Here’s a stab at tomorrow’s headline today: Canadian auto exports surge past oil and gas.
On Thursday, Statistics Canada will release the latest merchandise trade data for February, and I’m going to go out on a limb and say the reversal of fates for oil and autos will be the story of the day. Since oil prices began to crash last June, the value of Canada’s energy exports has been in free fall. At the same time, the low dollar has provided a tailwind to the recovery in the auto sector. Barring any major change in trend, for the first time since early 2007, Canada will have exported more motor vehicles and parts than oil and gas, becoming the country’s biggest export product.
The good news: Canada’s auto sector is slowly coming back to life and helping to offset the great Canadian oil shock of 2014-15.
The bad news: This doesn’t come close to solving Canada’s immediate trade woes. Auto exports are still well below where they were in 2000. (The chart above doesn’t reflect inflation.
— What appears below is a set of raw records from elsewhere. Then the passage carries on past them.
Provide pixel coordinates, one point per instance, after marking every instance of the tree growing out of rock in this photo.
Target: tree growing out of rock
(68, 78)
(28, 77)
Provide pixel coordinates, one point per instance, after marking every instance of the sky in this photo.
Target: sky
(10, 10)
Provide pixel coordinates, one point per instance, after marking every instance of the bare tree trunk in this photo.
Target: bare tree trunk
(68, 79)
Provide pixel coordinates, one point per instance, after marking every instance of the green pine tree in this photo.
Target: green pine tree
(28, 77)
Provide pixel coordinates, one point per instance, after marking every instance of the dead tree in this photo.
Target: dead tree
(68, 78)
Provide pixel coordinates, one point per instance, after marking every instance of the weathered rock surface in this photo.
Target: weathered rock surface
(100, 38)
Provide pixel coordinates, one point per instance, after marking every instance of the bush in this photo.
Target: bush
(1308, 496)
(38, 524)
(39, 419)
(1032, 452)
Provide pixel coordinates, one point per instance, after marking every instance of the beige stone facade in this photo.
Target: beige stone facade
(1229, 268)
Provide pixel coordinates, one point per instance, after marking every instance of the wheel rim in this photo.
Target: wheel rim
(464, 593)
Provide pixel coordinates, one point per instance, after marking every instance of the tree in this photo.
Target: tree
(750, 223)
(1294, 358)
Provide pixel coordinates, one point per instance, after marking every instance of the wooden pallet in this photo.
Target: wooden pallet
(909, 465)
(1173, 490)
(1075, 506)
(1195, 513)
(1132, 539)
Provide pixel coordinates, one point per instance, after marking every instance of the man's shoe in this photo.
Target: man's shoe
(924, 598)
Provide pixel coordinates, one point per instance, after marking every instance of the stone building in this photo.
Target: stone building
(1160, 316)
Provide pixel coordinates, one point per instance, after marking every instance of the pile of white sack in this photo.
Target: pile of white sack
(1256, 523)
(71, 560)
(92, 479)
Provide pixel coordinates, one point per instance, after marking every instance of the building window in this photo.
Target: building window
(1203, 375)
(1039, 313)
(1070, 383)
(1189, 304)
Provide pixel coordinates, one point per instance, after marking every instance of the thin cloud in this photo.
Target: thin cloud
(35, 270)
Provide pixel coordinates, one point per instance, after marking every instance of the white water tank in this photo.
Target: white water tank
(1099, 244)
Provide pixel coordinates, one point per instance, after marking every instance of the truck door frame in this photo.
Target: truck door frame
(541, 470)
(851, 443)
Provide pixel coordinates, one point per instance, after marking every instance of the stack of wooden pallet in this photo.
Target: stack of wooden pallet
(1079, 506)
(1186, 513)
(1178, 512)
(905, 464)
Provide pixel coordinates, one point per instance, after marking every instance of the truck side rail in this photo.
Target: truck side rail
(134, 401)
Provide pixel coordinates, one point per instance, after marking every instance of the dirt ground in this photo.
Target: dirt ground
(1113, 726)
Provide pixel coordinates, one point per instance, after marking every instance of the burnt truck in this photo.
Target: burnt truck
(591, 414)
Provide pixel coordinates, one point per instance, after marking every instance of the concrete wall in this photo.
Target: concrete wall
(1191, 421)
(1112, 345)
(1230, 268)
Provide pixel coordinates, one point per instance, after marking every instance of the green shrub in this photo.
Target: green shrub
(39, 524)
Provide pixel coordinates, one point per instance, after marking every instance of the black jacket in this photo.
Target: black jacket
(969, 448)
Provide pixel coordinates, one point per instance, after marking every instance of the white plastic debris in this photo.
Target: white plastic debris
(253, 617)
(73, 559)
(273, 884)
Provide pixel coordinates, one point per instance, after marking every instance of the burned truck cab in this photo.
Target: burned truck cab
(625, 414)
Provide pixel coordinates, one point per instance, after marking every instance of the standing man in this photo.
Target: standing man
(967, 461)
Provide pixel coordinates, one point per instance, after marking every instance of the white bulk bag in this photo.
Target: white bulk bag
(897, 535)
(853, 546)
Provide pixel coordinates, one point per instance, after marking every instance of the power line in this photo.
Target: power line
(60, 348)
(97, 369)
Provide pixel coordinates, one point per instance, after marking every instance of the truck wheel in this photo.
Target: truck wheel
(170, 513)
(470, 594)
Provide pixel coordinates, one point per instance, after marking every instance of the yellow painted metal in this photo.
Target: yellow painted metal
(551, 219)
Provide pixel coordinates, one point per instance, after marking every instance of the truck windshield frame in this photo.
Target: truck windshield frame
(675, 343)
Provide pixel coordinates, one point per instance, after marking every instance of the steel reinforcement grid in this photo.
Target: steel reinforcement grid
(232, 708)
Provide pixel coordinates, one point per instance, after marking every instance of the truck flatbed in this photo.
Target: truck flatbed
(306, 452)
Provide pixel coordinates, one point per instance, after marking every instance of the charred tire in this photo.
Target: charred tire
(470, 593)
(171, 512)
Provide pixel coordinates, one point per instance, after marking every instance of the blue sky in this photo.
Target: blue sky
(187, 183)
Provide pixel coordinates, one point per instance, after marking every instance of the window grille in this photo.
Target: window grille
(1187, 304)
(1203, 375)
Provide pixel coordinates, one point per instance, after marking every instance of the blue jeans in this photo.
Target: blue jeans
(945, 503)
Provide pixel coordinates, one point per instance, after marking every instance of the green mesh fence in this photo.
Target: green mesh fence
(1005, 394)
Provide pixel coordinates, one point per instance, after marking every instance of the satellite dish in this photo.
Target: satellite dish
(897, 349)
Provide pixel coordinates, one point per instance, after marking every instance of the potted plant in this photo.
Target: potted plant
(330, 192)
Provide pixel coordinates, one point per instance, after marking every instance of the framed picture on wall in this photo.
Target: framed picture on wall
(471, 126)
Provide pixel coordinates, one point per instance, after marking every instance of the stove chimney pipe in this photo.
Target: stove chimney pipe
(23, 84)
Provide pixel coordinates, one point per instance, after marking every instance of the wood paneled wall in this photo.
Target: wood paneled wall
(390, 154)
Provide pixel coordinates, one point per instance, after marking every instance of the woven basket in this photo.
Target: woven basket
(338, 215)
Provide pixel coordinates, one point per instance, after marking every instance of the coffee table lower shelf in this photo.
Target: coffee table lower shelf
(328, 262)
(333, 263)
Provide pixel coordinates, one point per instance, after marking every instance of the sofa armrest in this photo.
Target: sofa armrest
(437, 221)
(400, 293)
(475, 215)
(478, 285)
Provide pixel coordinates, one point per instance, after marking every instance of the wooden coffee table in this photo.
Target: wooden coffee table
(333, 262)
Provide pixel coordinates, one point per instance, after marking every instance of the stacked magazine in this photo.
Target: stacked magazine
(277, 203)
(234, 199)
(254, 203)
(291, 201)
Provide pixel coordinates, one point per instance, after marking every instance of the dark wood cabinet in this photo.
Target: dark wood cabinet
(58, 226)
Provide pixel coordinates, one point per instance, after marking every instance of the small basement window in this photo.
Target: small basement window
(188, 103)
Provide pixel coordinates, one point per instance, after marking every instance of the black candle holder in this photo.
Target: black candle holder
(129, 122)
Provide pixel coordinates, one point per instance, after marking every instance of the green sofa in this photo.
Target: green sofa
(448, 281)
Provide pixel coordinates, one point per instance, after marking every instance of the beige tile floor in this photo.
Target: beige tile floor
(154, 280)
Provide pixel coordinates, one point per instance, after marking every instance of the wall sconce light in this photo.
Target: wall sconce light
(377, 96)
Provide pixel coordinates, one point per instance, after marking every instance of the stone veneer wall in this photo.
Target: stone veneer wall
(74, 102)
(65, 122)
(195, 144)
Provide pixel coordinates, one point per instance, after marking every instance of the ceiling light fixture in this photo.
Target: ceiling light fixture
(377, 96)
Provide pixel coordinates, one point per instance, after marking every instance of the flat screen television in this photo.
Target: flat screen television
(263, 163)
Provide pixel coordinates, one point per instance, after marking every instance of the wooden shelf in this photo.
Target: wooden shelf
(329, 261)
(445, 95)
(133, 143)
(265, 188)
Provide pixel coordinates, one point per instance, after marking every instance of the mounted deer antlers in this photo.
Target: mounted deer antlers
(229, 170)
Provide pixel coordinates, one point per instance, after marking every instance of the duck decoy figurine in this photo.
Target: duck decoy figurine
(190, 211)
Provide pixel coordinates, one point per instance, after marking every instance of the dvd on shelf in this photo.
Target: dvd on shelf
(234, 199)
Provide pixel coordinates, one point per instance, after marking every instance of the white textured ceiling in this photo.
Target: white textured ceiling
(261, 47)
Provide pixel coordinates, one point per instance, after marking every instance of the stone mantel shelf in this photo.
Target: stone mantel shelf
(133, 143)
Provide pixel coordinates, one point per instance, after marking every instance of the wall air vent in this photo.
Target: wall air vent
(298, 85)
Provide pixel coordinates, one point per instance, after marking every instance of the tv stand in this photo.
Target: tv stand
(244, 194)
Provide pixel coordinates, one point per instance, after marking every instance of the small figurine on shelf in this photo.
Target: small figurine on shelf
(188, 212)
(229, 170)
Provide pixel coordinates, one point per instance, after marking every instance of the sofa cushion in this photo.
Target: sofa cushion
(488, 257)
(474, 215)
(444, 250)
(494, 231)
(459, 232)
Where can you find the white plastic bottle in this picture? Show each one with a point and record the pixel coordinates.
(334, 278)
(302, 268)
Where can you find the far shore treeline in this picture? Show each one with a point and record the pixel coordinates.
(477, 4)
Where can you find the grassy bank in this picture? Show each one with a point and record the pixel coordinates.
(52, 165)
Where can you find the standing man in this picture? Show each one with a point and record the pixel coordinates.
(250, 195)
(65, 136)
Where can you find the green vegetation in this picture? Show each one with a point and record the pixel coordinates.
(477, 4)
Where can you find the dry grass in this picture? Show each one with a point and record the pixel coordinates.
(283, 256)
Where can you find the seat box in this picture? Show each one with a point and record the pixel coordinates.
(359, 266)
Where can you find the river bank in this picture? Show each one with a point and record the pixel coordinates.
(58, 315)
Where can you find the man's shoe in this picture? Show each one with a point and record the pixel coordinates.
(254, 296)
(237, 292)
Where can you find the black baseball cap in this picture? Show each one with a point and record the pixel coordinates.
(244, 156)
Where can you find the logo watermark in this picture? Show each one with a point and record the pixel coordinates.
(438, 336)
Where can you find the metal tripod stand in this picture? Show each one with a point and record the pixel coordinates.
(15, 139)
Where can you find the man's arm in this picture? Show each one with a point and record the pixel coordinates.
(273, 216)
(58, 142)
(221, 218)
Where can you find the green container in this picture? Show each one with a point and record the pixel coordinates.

In real terms, auto exports are roughly 50 per cent below where they were at the start of last decade.) So if oil prices fall further and continue to drag down energy exports, it will still leave the value of Canada’s total exports below where they were in 2008.
Even if auto and oil exports don’t trade places when the new data are released on Thursday, that transition seems inevitable in the coming months.